In the working example below, we see that the operations dt[i, j]
and dt[i][,j]
are not equivalent in their output. I would have assumed that chaining did not make a difference, but clearly it does. What is happening under the hood and why is this intended behavior?
library(data.table)
library(lubridate)
# Order A
dates <- as.Date(c("2022-08-18", "2022-10-20"))
db <- data.frame(id = 1:2, d = dates)
dt <- data.table(db)
dt[, month := months(dates)]
print(dt) # month is character
dt[id == 1][, month := lubridate::month(d)]
print(dt) # month remains character
dt[id == 1, month := lubridate::month(d)]
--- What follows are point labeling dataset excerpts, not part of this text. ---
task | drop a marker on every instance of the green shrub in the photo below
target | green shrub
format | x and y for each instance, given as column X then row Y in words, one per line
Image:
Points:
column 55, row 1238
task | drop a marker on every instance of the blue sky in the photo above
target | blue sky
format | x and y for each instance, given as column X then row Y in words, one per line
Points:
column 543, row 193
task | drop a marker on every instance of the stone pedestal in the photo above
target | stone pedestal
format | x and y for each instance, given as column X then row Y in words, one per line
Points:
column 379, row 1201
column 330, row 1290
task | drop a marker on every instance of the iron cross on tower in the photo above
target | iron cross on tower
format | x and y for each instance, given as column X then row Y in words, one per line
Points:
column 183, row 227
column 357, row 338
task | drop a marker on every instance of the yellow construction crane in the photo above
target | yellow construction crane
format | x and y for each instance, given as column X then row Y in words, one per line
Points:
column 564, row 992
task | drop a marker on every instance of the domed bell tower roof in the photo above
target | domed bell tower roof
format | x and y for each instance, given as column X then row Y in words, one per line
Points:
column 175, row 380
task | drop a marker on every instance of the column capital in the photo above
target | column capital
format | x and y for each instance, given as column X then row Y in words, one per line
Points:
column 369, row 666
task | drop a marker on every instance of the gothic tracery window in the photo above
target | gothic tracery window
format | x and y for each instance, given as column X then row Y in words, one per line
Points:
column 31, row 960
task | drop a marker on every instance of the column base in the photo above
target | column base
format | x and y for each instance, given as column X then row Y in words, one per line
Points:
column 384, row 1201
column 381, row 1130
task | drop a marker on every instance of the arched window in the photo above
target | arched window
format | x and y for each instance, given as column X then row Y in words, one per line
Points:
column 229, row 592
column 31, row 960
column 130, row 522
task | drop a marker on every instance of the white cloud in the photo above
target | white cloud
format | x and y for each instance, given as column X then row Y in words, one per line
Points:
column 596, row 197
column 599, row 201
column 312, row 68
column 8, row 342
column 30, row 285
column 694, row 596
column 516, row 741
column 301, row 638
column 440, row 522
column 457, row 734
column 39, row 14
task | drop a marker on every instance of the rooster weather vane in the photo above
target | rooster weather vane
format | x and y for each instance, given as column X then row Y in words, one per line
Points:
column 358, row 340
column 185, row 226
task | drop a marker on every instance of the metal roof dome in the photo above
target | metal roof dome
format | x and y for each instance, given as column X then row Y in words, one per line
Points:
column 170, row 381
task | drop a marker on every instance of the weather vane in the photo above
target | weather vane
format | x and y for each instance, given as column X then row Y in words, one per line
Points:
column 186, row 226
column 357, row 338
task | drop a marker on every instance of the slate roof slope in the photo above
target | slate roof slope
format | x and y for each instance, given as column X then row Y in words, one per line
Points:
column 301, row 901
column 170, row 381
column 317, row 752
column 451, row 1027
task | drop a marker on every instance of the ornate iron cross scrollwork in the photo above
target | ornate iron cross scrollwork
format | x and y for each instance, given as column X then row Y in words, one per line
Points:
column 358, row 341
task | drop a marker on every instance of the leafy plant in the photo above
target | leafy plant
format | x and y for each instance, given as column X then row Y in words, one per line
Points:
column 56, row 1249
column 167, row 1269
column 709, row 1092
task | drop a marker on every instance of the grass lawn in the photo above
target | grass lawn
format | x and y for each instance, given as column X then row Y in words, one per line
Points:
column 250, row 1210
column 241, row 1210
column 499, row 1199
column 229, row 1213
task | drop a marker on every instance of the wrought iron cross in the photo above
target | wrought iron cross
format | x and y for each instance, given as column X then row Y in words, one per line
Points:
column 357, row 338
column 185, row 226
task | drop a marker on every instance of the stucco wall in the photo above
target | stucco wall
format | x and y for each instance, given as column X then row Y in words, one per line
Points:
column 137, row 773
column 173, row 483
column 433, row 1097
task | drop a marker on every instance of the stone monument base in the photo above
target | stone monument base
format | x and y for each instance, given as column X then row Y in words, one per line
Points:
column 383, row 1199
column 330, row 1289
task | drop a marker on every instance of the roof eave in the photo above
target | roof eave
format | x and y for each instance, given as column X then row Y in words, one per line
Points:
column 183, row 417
print(dt) # month is numeric
# Order B
dates <- as.Date(c("2022-08-18", "2022-10-20"))
db <- data.frame(id = 1:2, d = dates)
dt <- data.table(db)
dt[, month := months(dates)]
print(dt) # month is character
dt[id == 1, month := lubridate::month(d)]
print(dt) # month is numeric
dt[id == 1][, month := lubridate::month(d)]
print(dt) # month remains numeric
CodePudding user response:
:=
modifies the input object by reference, see reference semantics.
You can observe this using tracemem()
:
tracemem(dt)
#[1] "<000001CEC9999820>"
tracemem(dt[, month := months(dates)])
#[1] "<000001CEC9999820>"
# Same address
However, in dt[id == 1][, month := lubridate::month(d)]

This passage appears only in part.